Luego me dice que no es de acá, que recién se mudó desde Uruguay, como si eso de alguna manera lo justificara, lo hiciera menos pelotudo. La verdad es que me importa un bledo quién es y de dónde viene y cómo se le caen tan malas ideas de la cabeza habiéndose mudado al parque eólico más grande del mundo. Le digo de manera apática que lo acompaño a buscar al perro y me tomo el palo, que se me va a derretir el helado o volar el pucho. Él asiente bastante satisfecho y me agrega a su presentación innecesaria que se llama Sebastián Artigas y que es profe de Lengua.

Yo le digo que soy mengano y dale que tengo cosas que hacer como no salir volando como el pelotudo de tu perro. Se da la media vuelta aguantándose las ganas de putearme y tal vez piensa en renunciar a mi ayuda, pero entonces una ráfaga de viento nos golpea a ambos. Sus anteojos se quisieron volver barriletes, y yo los agarré en plena transmutación por encima de mi cabeza. Él rápidamente los recupera y me agradece aliviado, que le hubieran salido muy caro un par nuevo en este momento. Y si, pienso, si te mudaste a inflanciolandia.

Finalmente llegamos a donde sospecha que aterrizó el caniche trolo.
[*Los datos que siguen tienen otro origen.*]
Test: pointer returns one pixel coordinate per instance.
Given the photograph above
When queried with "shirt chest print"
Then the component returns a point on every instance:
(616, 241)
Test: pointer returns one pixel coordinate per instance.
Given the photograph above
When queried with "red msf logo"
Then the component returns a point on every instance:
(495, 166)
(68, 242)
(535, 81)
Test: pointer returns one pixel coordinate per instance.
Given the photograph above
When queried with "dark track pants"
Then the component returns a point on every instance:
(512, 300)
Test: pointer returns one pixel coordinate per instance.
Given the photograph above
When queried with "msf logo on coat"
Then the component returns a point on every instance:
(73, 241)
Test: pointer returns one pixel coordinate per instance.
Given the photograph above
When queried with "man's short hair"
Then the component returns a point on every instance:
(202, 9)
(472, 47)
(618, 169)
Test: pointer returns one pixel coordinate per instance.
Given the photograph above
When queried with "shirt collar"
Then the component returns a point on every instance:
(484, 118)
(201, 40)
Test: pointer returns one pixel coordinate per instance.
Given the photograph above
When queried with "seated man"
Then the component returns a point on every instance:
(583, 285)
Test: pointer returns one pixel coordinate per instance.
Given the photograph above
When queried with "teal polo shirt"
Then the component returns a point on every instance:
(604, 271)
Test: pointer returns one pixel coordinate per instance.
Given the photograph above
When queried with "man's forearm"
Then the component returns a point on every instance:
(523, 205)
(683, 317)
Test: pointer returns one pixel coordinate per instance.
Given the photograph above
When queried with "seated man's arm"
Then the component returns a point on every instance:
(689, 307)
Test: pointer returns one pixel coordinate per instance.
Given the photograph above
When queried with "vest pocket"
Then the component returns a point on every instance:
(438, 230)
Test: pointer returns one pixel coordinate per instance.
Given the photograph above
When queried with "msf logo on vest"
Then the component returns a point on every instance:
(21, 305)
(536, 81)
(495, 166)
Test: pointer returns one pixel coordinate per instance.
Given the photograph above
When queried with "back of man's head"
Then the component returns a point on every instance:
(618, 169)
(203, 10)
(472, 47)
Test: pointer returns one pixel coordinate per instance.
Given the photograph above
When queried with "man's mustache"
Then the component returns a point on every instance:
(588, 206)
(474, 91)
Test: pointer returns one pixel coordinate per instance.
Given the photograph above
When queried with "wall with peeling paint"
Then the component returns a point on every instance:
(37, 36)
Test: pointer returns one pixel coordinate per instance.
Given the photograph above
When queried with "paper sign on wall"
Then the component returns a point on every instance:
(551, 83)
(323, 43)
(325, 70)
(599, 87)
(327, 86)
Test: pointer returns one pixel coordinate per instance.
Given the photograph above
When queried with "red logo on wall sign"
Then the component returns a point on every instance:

Me hace hablar a mí, porque él todavía es muy forastero y siente que le cae mal a todo el mundo; y si a todo el mundo abordas como a mí, tal vez tengan motivos para que les caigas mal. Aunque acá en Cómodo Rivadavia la gente siempre tiene cara de culo independientemente de quién seas o qué hagas. Pero al final no tengo ganas de discutir y voy y toco el timbre como un boludo. Le pregunto a la doña si por casualidad en el balcón no le cayó un caniche volador.

La señora me dice que si, que ya le había puesto nombre: cometa, el domador de vientos. Que original le digo, pero cometa tiene dueño, y le señalo al rubio detrás mío que al ver a su perro lo agarra rápidamente entre sus brazos. La doña se apiada de él. Pobrecito, dice, pero que no sea tan pelotudo de pasearlo en semejante temporal. Nos despedimos de ella y Sebastián comenta que no ha puesto cara de culo, que fue muy amable, que está muy feliz por eso. 
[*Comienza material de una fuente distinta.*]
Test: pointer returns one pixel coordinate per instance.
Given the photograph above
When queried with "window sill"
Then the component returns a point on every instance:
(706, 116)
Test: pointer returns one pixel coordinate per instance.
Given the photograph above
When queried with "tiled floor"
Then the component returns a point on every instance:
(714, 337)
Le digo que en general la gente es así, buena, y bastante accesible. Solo que a veces la cara de culo es inevitable cuando casi siempre está nublado y hace frío. Él parece entenderlo, yo amago despedirme tras tirar mi pucho todo destrozado por la ventisca que antes nos golpeó.

—¿Te vas a comer todo eso solo? —me pregunta señalando mi potecito sobreviviente entre mis brazos. 

—Si, obvio, por qué —respondo casi como si temiera ser asaltado.

—Porque podrías invitarme a tomar helado con vos, aunque si queres pago la mitad de lo que te salió. Quiero hacer un amigo, estoy muy aburrido en esta provincia solo. 

—Y a mí que me importa. No te metas con mi helado.

—Angurriento.

—Confianzudo.

—Dale.

—¡No!

Y me fui, y él se fue conmigo. Se sentó en mi living, agarró una de mis cucharas y se comió la mitad de mi helado. No vuelvo ayudar a alguien, menos a alguien con un caniche trolo que me tuve que aguantar en mi sala molestando a mi gato. Quién me manda a vivir en el Sur.